Sen. Cale Case (R, SD-25, Lander) spoke in favor of House Bill 75, which would automatically restore the voting rights of nonviolent felons instead of making them wait for five years. Case co-sponsored the bill.
“[House Bill 75] just takes the procedure we use now and makes it automatic. They could apply now, but it is a bureaucratic procedure, there are snaggles in paperwork. They may not know [if they can vote] and we make them wait five years. Think about a person who would have been able to vote if they had waited five years and followed all of the process, but they stumble in and vote after three years because they think they can vote. That’s a five-year felony. …
“Haven’t you all had some things change in your life? Well, if I were to guess I’d bet prison changes people’s lives, fulfilling their debt to society and serving all of their term, probation and restitution and sitting in a cell. I think that changes people. Let’s give them a handshake. Let’s say, ‘welcome back.'”
Unlike the other bills I’ve highlighted, Case was on the winning side of this argument. House Bill 75 was approved, 22-8.
Sen. Chris Rothfuss (D, SD-9, Laramie) spoke on House Bill 197, which would regulate edible marijuana for the first time in Wyoming.

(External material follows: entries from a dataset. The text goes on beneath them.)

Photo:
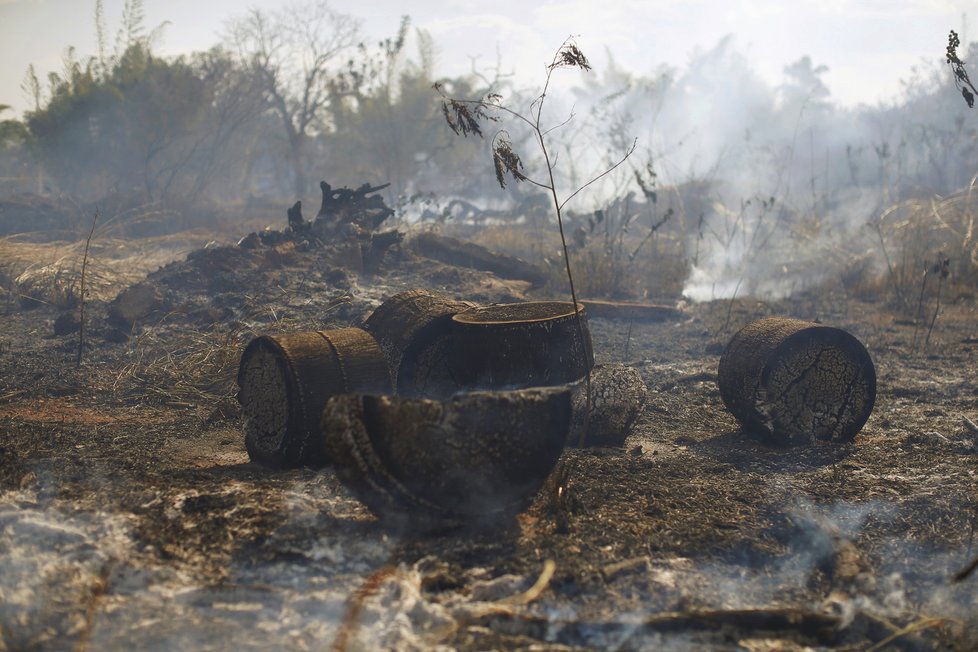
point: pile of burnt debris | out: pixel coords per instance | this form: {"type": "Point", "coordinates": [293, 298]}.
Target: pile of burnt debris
{"type": "Point", "coordinates": [344, 244]}
{"type": "Point", "coordinates": [347, 223]}
{"type": "Point", "coordinates": [325, 258]}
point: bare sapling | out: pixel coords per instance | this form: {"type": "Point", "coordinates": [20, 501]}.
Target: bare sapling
{"type": "Point", "coordinates": [961, 80]}
{"type": "Point", "coordinates": [466, 117]}
{"type": "Point", "coordinates": [81, 289]}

Similar bills were defeated the past two sessions.
“As it stands now this bill does not make things simpler, it does not solve a problem, it creates a lot of confusion … and leaves wide open the discussion we had previously about the idea of how much THC is in the brownie. That doesn’t matter. All that matters is how much brownie you’ve got. …
“If I like my brownie rich and I add a lot of extra volume of water and cream, and maybe a little additional flour, I become a felon. And if I like some dry, plain and less tasty THC brownies then I can be a misdemeanor. I can have four times the concentration. Those can be some potent brownies.
“But at the end of the day I can select whether these are misdemeanor brownies or felony brownies based on my recipe, and that’s not the intent. That’s not good legislation…. let’s get back to the drawing board, let’s make it scientifically based, and let’s do it right.”
The Senate voted 20-10 to approve HB197, but it deservedly died when the House and Senate couldn’t agree on changes to the proposal.
As usual, many of the positions I took on major legislation this year found me on the losing side. But unlike many sessions, at least I felt my views were actually voiced.